4. Anxiety can make it harder to get to the gym.
Exercise can absolutely help you lose weight (among many other health benefits). But when you’re feeling anxious and overwhelmed, lacing up your shoes and going to the gym is usually the last thing you feel like doing—which is probably why studies show a connection between anxiety and a lower rate of participation in physical activity.
“When some people are anxious, they move and exercise less,” Chait says. And the less you move, the harder it is for your body to burn calories (and for you to lose weight in the process). “Metabolism will slow down with decreased physical activity.”
Clearly, anxiety and weight loss do not play well in the sandbox together, but enough about the problem. Let’s talk about the solution.
Get Your Anxiety Under Control (and Your Weight Loss on Track)
1. Keep an anxiety journal by your bed.
If your anxiety is keeping you up at night, try keeping a journal next to your bed. Every time you find yourself struggling with an anxious thought or feeling, write it down. Getting your anxiety out of your head and onto paper can make it feel less pressing or immediate, which can help you let go of the anxiety and get to sleep.

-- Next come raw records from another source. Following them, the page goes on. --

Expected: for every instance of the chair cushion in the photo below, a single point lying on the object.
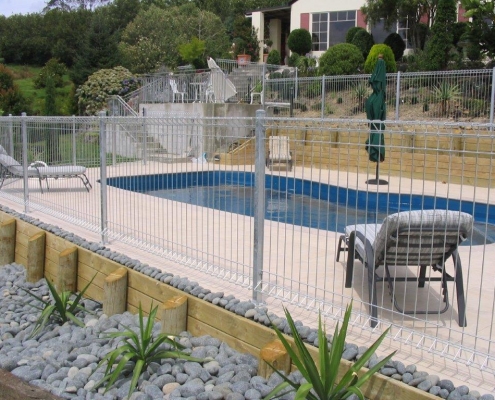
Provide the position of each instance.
(426, 220)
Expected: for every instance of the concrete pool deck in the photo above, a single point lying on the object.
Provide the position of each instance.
(220, 233)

2. Try mindfulness meditation.
If you need a secret weapon to battle your anxiety, your best bet is meditation. In particular, mindfulness meditation. Mindfulness practice, which involves focusing on the present moment, has been shown to reduce symptoms of anxiety and lower the body’s stress responses (including hormone and inflammatory responses). And the best part? You can start reaping the anxiety-reducing benefits after a single session.
To get started with mindfulness meditation, you can do it on your own or with a guide. To try it alone, just sit comfortably and close your eyes. Focus on your breath. When thoughts pop up (which they 100-percent will!), acknowledge them and bring your attention back to the breath. Rinse and repeat every time you get distracted by a thought.
You can also use an app to help guide you through meditation, which can be a great place to start—especially if the idea of meditating feels a bit intimidating. One good choice is the new app Awaken, which offers a whole host of “Buddhism-esque” guided meditations as short as two minutes for de-stressing and self-care.
3. Coax yourself into hitting the gym (or at least taking a walk).
Getting to the gym or outside for a workout can feel so overwhelming when you’re struggling with anxiety—but it’s one of the best things you can do. Exercise helps you lose weight, but it’s also been shown to lower physical and mental symptoms of anxietyand improve mood and sleep—all of which will help you lose weight. It’s like a positive feedback loop that will leave you feeling better mentally and physically.
If your anxiety is making it hard to work out on a regular basis, start slow. Research shows that a 10-minute walk can be just as effective for relieving anxiety as longer, more intense exercise—and once your anxiety is in check, it’ll be easier to get to the gym and start doing the kinds of workouts that will move the needle on the scale.
The important part is to start small, then increase your involvement, which will lead to less anxiety and more assurance: Short walks can lead to longer walks, which can lead to alternating walking/running, and on to a 5K. Set goals along the way for continued improvement, but start wherever you are and keep on it. It also helps a lot to let somebody know what you plan to do—talking about it helps solidify a goal.